I needed some help identifying a kris knife and I was wondering if it has any value as an antique. My grandfather visited Indonesia during the 1950s to 1960s and I am guessing this is when he came into possession of this knife. I wanted to know if it is antique so I could keep it in the shape it is or if it is more common so I could restore it. 

http://imgur.com/a/hLZRS

Here is the link for the pictures. Let me know if you need higher quality or different angles. 

Thank you for any help and have a nice day.

----------


## Timo Nieminen

Yes, yes, and yes. Looks antique, antique keris are pretty common, and you can restore it.

Clean off rust. Re-stain.Done! (Might be useful to google for "staining keris".)

----------


## Niko F

I was looking at the staining and it is asking for arsenic. The forums I am looking at are saying it's illegal without a special licenses in the USA. Do you know of any other way to stain it?

----------


## Timo Nieminen

Ferric chloride should to work, and is supposed to be not too difficult. Less contrast than arsenic, but I've seen blades stained this way that looked OK. Never tried it myself.

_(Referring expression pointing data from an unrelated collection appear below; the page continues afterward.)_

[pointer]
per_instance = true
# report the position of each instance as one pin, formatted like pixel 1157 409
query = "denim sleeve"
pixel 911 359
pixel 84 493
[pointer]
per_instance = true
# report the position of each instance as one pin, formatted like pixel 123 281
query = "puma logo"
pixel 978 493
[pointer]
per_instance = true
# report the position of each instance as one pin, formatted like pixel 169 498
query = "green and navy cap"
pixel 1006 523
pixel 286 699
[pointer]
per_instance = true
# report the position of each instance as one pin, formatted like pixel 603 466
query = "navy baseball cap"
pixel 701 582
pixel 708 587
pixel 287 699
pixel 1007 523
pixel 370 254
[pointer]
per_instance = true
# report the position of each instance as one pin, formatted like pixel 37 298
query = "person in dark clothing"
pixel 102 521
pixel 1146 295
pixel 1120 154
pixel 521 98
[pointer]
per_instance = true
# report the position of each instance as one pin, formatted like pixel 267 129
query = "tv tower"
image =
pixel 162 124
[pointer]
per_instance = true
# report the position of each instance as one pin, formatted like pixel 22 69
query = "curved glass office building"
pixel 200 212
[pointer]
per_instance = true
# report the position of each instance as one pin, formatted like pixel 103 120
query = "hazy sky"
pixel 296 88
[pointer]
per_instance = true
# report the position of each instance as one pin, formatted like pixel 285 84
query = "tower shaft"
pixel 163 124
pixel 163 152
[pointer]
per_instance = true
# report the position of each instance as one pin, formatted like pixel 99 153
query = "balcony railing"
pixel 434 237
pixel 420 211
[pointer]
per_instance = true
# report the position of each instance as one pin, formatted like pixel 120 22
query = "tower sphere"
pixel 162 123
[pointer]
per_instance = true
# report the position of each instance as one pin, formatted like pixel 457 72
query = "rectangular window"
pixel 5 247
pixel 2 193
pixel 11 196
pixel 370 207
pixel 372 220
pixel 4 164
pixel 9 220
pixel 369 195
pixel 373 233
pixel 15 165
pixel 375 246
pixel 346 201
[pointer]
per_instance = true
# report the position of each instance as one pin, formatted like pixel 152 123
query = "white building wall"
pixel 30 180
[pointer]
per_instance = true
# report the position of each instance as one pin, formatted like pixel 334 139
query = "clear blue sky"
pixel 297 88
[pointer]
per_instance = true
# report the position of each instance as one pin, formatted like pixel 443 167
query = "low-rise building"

Apparently one can also use sulphur + salt + rice water but this is much harder to get right (and makes the keris stink).

----------


## Niko F

Thanks for the help. I have one more question. I have sharpened it and removed most of the rust. However these spots that are in these pictures (http://imgur.com/a/JH6WZ) have been extremely difficult. First, I soaked it in vinegar for a few days and put it in clorox after to neutralize the vinegar so it didn't damage the blade. This did not do much to these spot and then I used 0000 steel wool and wd40. It was way too light so I went up to 0 and eventually 2 and it still did not work. I have been using a diamond studded file to try to get it off but it still takes about 15 to 20 minutes to scrape it off. Is there any easier way? I have been scratching the area around the spots and it is getting a little ridiculous.

----------


## Timo Nieminen

I would have expected vinegar to work. Perhaps there is grease or similar in those rust spots? Maybe some solvent or grease/oil-remover might help. Otherwise, I can't think of anything beyond what you're already doing.

----------


## Jose Albovias, Jr.

I know I am way late on this, but the Balinese use arsenic in their etch.  This type of keris is not Balinese so arsenic will not be needed.  It looks more Bugis to me.

----------